Here is a perfect example. This was said to me a few months ago that totally blew my mind. I was talking to a girl about relationships and fights, and boyfriends and girlfriends, and so she says,
‘If a girl asked you for space, what would you do? Would you try and contact her?’
Now like I was saying before, I’m no Antonio Banderas, but in a situation like this, I thought I would have it handled, play it cool, wait a week, let it cool down and see where your at. I mean, its right there, she’s asking for it. Only a certain Michael Bay with 200mil could fuck this up. So I says,
‘Give her space.’
To which she responses with,
‘No. Girls want you to contact them when they say that. They don’t actually want space.’
Can you believe that? That’s like telling me to go hire Batman Begins when you really want to watch Michael Keaton in the real batman, the only Batman.
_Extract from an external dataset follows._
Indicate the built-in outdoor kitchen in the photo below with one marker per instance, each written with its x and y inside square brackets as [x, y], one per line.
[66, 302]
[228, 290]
Actually, Adam West gets a gold star too. As for you Mr Bale, how about u go play the lead in Terminator only to come out a supporting. Pfft. You know who we were really rooting for. Way to turn John Connor into a douche bag.
My point was lost, much like Bale’s focus in the filming of Terminator. I think what was I was trying to say was that women play with your head. Tell you one thing and mean something else.
“Call me, it’s not just a drunken number give. I really want you to call me.”
Speaking of playing with your head, look what happened to The Beatles. Nuff said.
All that aside, mind games and such, I’ll still dodge oncoming traffic to introduce myself to a stunning brunette across the road, because no matter what, the list is endless when it comes to women. It’s just, we are yet to figure them out.